Briley Township is a civil township and county seat of central Montmorency County, Michigan, United States. At the 2020 census, the township population was 1,697.

== History ==

The township was founded by the Briley family, many of whom are buried in the Briley Cemetery in Atlanta.

==Communities==
- The community of Atlanta is located primarily within the township.
- Big Rock is a former village in the western part of the township that had a post office from March until October 1882.

==Geography==
The township is in central Montmorency County. Highways M-32 and M-33 meet in Atlanta along the eastern edge of the township.

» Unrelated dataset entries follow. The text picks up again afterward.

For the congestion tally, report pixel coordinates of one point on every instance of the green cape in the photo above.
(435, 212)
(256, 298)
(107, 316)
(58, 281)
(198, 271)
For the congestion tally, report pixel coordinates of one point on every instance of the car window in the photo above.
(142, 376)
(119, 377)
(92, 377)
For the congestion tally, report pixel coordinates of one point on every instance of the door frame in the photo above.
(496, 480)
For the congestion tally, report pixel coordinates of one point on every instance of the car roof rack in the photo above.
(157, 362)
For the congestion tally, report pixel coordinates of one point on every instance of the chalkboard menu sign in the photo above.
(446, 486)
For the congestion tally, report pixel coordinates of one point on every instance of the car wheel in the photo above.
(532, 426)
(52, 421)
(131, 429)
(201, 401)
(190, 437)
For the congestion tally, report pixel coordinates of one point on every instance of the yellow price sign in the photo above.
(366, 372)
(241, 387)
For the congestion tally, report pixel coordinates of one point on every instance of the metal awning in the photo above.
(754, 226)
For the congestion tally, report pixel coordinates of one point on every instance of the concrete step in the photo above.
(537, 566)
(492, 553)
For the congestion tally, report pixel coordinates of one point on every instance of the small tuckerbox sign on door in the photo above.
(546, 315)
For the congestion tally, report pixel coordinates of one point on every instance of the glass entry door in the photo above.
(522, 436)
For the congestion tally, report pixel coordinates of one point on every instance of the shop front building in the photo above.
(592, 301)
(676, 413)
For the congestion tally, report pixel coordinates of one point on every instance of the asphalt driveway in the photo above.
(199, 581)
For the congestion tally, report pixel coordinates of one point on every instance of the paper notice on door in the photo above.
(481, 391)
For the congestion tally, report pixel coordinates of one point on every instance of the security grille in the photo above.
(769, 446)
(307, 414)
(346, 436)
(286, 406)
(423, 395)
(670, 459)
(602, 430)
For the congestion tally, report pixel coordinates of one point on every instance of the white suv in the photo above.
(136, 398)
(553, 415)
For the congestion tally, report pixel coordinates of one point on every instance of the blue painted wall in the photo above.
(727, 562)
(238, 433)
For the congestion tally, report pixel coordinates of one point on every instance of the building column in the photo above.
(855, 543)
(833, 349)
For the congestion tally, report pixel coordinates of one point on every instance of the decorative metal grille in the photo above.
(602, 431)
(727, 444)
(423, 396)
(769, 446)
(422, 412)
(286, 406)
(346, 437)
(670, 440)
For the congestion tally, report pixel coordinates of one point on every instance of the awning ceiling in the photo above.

M-32 leads east to Alpena and west to Gaylord, while M-33 leads north to Onaway and south to Mio.

According to the U.S. Census Bureau, the township has a total area of 70.3 sqmi, of which 68.4 sqmi are land and 2.0 sqmi, or 2.82%), are water. The Thunder Bay River drains the southern portion of the township, while tributaries of the Black River drain the northern portion.

==Demographics==
As of the census of 2000, there were 2,029 people, 889 households, and 590 families residing in the township. The population density was 29.7 PD/sqmi. There were 1,530 housing units at an average density of 22.4 /sqmi. The racial makeup of the township was 97.83% White, 0.44% African American, 0.44% Native American, 0.25% Asian, and 1.03% from two or more races. Hispanic or Latino of any race were 0.69% of the population.

There were 889 households, out of which 23.8% had children under the age of 18 living with them, 53.3% were married couples living together, 9.8% had a female householder with no husband present, and 33.6% were non-families. 29.5% of all households were made up of individuals, and 13.8% had someone living alone who was 65 years of age or older. The average household size was 2.26 and the average family size was 2.74.

In the township the population was spread out, with 20.5% under the age of 18, 6.8% from 18 to 24, 22.7% from 25 to 44, 29.5% from 45 to 64, and 20.6% who were 65 years of age or older. The median age was 45 years. For every 100 females, there were 91.2 males. For every 100 females age 18 and over, there were 93.3 males.

The median income for a household in the township was $27,264, and the median income for a family was $34,620. Males had a median income of $30,509 versus $19,875 for females. The per capita income for the township was $15,906. About 14.4% of families and 18.5% of the population were below the poverty line, including 31.8% of those under age 18 and 10.7% of those age 65 or over.